Le concours pour devenir Meilleur ouvrier de France est d'une impitoyable difficulté. Romain Pellet a décroché son col tricolore en 2015, quatre ans après un premier échec.
Ne cherchez pas de jambon rose fluo: ici, tout est sans nitrites, et sans colorants.
Traiteur-dragueur. Si la charcuterie est aujourd'hui tendance, notamment sur les réseaux sociaux, cela n'a pas toujours été le cas. «Quand j’ai commencé, c'était un peu has-been. Pour draguer, je parlais plutôt de mon côté traiteur», se remémore le chef. Mais il convient que depuis, la formation de charcutier-traiteur est revenue en odeur de sainteté: «Il faut dire que c’est un métier polyvalent, ni monotone ni ennuyeux, qui englobe de nombreuses techniques culinaires».
Le cœur léger. Aujourd'hui, il assure «avoir à cœur d'alléger ses recettes», par exemple en réduisant le sel. Pour compenser la perte de saveur, ses préparations sont marinées plus longuement. Le MOF privilégie en outre l’ajout de jus de viandes réduits, pour accentuer les goûts. Pour le moelleux, que l’on associe traditionnellement au gras, Romain préfère jouer sur des viandes cuites à très basse température, confites dans leurs jus. Autant de techniques qui rappellent que la charcuterie évolue encore de nos jours.

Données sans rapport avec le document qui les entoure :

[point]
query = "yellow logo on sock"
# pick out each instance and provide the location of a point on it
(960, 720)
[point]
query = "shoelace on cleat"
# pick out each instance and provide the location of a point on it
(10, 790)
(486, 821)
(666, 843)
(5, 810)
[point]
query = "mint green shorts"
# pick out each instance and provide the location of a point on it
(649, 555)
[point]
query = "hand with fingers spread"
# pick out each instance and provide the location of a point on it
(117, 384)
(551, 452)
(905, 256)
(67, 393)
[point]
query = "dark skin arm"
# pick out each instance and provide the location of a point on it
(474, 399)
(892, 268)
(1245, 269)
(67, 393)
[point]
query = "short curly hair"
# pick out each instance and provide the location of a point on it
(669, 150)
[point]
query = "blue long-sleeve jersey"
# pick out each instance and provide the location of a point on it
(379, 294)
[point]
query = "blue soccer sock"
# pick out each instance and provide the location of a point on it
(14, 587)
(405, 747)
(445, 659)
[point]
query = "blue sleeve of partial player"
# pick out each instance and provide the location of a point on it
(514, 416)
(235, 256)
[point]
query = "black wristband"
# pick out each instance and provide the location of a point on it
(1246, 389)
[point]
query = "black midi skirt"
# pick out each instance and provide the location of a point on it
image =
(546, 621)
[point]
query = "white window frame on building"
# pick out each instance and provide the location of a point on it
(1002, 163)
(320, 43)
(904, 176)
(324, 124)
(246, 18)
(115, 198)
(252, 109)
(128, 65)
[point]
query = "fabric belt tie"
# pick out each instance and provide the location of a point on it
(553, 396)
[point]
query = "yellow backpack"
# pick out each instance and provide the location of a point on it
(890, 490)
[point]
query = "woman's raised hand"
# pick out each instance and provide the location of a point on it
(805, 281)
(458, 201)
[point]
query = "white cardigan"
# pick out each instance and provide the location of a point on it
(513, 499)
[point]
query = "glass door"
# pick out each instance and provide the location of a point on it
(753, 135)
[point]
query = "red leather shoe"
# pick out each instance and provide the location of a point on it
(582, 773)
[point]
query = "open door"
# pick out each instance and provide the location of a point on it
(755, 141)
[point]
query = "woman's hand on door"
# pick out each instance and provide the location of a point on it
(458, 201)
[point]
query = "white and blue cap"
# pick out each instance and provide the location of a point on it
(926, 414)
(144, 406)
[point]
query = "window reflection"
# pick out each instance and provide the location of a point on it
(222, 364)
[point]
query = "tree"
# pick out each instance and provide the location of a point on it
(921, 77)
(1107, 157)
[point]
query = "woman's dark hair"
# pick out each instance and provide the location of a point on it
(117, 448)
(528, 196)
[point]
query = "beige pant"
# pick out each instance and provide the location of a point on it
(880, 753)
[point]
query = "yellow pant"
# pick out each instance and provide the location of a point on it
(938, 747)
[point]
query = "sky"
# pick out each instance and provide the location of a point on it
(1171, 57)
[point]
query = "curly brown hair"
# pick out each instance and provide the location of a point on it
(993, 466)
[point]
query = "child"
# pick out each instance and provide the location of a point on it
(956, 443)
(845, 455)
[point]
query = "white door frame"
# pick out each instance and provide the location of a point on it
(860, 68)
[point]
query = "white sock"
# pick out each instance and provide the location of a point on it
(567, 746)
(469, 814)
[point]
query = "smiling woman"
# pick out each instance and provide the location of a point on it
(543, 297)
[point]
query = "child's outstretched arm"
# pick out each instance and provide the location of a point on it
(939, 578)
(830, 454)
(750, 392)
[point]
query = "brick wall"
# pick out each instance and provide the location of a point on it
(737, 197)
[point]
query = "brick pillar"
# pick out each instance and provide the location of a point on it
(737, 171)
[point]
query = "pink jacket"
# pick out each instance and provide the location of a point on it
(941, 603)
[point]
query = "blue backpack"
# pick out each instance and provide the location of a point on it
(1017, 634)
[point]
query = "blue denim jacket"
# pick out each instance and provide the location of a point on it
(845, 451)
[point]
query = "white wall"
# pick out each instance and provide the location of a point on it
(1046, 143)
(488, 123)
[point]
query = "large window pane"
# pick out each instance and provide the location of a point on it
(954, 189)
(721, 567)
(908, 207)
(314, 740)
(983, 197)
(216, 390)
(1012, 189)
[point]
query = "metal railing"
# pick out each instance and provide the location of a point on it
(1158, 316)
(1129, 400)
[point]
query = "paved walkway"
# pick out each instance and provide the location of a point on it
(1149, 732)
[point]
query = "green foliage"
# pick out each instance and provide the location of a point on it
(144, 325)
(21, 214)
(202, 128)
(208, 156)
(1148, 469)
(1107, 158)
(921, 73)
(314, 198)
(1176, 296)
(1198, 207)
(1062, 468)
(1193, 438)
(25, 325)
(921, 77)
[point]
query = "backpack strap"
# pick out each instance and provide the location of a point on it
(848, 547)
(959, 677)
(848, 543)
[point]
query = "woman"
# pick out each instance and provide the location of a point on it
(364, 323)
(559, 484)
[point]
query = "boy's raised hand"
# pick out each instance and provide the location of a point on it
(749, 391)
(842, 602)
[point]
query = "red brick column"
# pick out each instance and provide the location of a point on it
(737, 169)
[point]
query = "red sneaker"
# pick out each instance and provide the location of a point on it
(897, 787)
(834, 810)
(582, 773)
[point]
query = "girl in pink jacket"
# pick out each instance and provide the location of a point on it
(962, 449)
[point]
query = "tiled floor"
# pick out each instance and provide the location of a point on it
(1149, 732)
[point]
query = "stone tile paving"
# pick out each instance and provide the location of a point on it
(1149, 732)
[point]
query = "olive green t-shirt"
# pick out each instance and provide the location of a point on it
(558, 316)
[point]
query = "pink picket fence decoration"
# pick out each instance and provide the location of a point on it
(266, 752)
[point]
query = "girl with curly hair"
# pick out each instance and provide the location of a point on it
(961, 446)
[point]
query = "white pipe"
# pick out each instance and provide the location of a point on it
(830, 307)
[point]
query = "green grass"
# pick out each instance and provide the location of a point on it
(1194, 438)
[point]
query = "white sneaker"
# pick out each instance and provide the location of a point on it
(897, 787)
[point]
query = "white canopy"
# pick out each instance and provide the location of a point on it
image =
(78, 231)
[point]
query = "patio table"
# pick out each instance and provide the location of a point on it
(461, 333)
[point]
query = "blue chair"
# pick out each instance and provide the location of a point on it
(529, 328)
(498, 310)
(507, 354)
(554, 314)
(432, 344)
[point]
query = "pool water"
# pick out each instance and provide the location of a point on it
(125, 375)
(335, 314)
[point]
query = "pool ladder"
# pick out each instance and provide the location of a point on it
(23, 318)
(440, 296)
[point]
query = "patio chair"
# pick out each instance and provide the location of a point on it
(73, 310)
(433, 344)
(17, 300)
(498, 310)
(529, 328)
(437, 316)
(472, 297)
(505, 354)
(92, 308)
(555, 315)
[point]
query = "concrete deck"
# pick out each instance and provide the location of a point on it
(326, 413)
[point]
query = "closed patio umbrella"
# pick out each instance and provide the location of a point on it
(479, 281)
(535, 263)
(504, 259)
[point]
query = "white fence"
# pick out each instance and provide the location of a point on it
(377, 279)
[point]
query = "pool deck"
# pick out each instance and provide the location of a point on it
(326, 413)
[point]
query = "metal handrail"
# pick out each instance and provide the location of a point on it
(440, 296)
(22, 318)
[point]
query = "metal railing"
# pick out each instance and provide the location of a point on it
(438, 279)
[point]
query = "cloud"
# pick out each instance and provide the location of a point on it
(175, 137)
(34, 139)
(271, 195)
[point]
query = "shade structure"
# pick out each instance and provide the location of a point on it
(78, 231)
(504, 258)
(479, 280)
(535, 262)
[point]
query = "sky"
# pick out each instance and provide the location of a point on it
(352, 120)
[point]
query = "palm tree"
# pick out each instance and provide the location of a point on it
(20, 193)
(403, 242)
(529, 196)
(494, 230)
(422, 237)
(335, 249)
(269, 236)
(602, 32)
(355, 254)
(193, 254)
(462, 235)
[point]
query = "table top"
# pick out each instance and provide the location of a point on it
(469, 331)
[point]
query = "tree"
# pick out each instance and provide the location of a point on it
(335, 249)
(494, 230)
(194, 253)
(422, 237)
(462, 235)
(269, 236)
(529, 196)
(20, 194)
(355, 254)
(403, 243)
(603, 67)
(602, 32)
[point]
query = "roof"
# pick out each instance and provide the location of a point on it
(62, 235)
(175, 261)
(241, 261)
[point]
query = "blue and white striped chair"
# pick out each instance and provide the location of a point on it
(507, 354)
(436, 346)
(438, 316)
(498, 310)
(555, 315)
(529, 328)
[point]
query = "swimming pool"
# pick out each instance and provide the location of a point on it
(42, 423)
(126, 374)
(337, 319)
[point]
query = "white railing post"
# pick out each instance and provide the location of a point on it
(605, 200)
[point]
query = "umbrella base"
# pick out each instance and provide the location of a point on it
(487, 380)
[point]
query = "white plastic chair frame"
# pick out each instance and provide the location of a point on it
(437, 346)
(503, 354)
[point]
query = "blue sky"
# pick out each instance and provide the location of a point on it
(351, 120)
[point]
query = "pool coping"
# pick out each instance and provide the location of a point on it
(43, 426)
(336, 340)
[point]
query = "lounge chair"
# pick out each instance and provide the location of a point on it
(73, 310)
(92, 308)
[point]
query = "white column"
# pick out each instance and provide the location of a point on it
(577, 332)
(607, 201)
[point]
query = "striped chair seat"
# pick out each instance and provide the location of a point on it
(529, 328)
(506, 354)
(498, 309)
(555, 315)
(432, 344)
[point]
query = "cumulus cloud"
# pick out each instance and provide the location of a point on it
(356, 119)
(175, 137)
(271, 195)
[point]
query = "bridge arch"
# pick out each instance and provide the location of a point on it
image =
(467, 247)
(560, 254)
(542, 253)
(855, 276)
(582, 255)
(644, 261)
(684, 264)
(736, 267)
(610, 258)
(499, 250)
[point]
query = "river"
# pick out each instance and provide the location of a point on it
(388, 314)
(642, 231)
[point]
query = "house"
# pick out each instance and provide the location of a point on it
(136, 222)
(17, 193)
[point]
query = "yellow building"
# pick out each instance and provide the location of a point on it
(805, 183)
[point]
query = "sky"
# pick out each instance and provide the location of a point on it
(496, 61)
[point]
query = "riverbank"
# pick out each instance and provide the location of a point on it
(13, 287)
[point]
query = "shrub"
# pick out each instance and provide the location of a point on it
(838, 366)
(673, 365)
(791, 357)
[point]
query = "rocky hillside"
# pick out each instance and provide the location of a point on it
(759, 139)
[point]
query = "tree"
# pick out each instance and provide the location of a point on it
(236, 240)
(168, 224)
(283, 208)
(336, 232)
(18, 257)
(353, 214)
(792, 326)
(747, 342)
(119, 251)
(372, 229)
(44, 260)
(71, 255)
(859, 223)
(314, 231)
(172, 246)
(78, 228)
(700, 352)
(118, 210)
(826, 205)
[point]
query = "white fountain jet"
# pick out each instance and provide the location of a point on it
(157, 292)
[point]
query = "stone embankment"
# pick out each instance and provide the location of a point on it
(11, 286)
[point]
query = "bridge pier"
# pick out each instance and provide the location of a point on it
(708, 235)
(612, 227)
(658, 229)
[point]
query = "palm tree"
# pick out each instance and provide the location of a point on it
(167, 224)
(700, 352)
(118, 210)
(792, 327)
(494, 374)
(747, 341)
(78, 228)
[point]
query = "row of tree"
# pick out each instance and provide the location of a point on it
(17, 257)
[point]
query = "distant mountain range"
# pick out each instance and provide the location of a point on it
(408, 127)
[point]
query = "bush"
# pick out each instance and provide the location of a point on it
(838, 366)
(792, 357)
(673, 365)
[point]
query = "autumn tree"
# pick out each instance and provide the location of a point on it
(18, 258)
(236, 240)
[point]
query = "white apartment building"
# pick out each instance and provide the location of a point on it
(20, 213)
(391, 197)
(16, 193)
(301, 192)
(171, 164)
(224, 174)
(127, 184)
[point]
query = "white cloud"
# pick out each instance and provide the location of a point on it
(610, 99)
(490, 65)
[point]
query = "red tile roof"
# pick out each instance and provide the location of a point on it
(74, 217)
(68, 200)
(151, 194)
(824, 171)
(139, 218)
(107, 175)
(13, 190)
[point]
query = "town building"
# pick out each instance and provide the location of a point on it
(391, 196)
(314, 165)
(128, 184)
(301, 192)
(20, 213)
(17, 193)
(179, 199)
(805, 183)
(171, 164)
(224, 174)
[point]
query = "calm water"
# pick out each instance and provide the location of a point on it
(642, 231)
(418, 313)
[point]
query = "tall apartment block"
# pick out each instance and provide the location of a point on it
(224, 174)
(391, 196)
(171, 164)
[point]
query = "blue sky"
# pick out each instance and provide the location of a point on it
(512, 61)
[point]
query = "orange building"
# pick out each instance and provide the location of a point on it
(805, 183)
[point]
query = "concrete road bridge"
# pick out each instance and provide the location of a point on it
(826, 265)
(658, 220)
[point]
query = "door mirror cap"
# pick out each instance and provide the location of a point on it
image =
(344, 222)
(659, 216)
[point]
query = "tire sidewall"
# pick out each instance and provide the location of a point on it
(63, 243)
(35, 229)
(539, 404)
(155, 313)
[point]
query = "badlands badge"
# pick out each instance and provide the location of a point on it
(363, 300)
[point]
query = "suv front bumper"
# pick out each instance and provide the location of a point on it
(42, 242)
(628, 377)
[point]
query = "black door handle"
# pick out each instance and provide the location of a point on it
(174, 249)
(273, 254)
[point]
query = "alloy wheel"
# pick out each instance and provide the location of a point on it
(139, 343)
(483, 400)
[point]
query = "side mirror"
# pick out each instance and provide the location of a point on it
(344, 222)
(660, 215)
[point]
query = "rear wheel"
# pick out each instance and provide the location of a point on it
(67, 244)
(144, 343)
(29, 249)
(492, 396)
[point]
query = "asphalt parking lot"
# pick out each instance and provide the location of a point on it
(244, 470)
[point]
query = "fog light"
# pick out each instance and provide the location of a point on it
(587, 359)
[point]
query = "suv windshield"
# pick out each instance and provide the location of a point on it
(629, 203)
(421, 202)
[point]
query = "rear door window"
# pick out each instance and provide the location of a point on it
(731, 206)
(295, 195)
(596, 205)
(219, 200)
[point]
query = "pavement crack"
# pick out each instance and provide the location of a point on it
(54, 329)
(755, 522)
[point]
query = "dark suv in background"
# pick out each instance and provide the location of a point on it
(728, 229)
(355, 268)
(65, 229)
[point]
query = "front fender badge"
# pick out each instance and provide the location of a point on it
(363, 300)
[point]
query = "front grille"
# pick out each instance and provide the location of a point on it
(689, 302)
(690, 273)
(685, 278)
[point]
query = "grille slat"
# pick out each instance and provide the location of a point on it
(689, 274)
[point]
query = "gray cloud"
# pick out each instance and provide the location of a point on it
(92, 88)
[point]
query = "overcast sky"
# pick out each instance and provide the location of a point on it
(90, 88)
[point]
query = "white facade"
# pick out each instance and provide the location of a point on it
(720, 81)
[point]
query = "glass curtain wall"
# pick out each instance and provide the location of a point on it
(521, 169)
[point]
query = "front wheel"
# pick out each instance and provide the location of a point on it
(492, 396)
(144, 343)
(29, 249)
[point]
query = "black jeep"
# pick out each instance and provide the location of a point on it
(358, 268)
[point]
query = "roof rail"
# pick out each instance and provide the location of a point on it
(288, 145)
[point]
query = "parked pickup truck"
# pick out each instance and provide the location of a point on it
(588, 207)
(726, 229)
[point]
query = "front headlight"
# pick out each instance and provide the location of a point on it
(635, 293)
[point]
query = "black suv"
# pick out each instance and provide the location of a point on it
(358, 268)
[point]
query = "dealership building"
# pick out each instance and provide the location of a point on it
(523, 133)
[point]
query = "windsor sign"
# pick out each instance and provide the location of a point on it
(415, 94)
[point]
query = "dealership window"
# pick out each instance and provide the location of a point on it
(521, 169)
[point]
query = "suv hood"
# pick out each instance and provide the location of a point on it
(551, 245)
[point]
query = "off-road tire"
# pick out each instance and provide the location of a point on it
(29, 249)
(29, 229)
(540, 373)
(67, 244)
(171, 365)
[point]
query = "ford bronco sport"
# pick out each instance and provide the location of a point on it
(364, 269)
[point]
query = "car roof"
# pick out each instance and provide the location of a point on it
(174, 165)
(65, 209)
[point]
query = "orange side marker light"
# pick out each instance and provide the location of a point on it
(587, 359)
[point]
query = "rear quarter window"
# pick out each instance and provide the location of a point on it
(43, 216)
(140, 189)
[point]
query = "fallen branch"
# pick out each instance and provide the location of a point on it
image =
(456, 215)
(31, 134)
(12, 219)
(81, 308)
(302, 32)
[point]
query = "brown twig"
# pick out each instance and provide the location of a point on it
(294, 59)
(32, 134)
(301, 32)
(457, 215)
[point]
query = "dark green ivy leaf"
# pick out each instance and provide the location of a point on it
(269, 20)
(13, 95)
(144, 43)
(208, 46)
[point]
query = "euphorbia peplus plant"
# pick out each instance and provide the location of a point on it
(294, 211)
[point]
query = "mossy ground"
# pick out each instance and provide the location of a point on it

Des ambitions? Après six ans à son compte, le fringant chef d’entreprise se dit pleinement épanoui: «Je ne renoncerai pour rien au monde à mon indépendance: c’est la liberté!». Dans un coin de sa tête, trotte encore la passion des concours, avec l’envie - pourquoi pas - de participer au Championnat du Monde du Pâté-Croûte. Le chef, qui maîtrise aussi la langue de Shakespeare, s’évade aussi de temps en temps, pour donner des cours à l’étranger: «Je reviens de Singapour. Ce sera Londres en juin, puis Macao. J’adore voyager». Romain rêve aussi de développer des ateliers de charcuterie destinés aux gourmets, professionnels ou amateurs, et d'accroître ses partenariats avec les restaurateurs locaux. On en salive d'avance.